Wainscoting panels became very popular in the early Renaissance period, when they were used to add warmth to cold stone walls and to protect the room from damp rising from the building's foundation. Sometimes the panels were as tall as eight or nine feet (2.5 to 2.7 m). Most panels were made of heavy wood; in England, quartersawn oak was especially popular. In France during the 17th and 18th centuries, the panels were often carved and painted or gilded. Some had paintings set into them. These decorated panels were called boiserie.
Today, wainscoting panels are usually about three feet (.9 m) high, the height of a chair rail. They are often installed in high-traffic areas to protect the walls and provide a surface that is easy to clean. Solid wood is still a popular material for wainscot, but other materials are often used. Hardwood veneer, molded plastic, and pressed board panels imitate the appearance of wood, while tile, wallpaper, or cloth panels are used for a decorative effect. False wainscot can be created by simply painting the lower section of the wall in a darker color and dividing the lower and upper sections with attached molding.
Traditional wainscot panels were built individually by hand, and were the work of master carpenters. Each section included a baseboard, a wide base rail, vertical stiles, flat panels edged with panel molding, a wide top rail, and a wainscot cap or chair rail. The designs could be simple or ornate. Today, pre-constructed wainscoting panels are available and can be installed by most do-it-yourselfers.
There are three basic styles of wainscoting panels: raised panels, recessed panels, and beadboard.
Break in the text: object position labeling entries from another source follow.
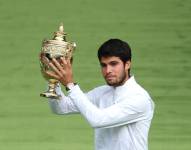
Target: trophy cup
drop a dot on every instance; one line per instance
(55, 48)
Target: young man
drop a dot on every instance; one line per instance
(120, 112)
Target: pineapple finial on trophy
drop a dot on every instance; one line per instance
(60, 35)
(55, 48)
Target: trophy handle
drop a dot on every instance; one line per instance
(51, 92)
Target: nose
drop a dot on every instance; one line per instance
(108, 69)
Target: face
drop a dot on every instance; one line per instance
(114, 70)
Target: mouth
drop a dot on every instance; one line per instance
(110, 77)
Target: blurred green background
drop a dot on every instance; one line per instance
(159, 32)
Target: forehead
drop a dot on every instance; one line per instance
(110, 59)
Raised panels were first seen in 17th century England. Each individual panel is set so that it projects outward from the stiles and rails. The panel molding gives a beveled effect. This is a formal style. It is frequently used in Colonial, Queen Anne, and Georgian style homes.
Recessed panels are sometimes called flat panels, and appeared in America in the 19th century. In this style, the panels are set behind the styles and rails, and the edges of the panels are not beveled. It was widely used in Craftsman houses of the early 20th century, as well as in Mission and Shaker styles. This is a relatively informal style.
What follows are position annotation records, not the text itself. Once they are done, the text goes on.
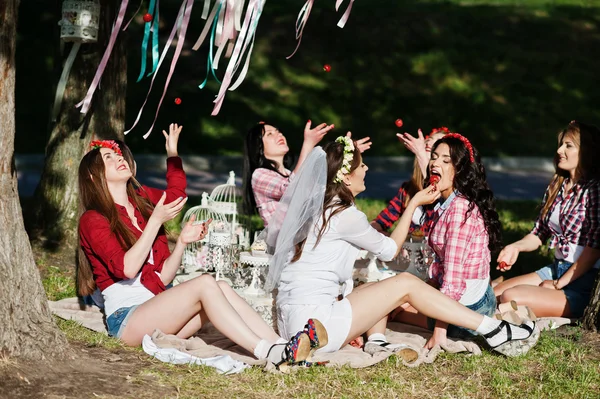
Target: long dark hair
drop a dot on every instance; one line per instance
(338, 196)
(94, 195)
(587, 139)
(254, 158)
(470, 180)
Beadboard wainscoting panels began to appear in the Victorian period, and was typically used in cottages and other informal settings. It is often used today to in Victorian, cottage, or folk design. This is still the most informal wainscoting panel style.
@Melonlity -- There is no disputing the decorative element of wainscoting panels, but they do still offer protection. That is why a lot of them are topped with chair rails. In a dining room or some place where chairs could touch walls easily, the panel and chair rail will offer great protection to the wall.
In fact, they can do their jobs too well. I've seen more than one fabric recliner ruined from running into a chair rail too often.
By the way, wood is preferred but there are some other, great materials out there that you should explore if you want a unique look.
Wainscoting panels are still popular in homes, but I am not sure if they are regarded as anything protective these days. They are mostly decorative and can give a nice break between the upper and lower portions of a wall.
And, yes, the best ones are still made of wood. With a little care, those wood ones will outlive you and everyone else in your home.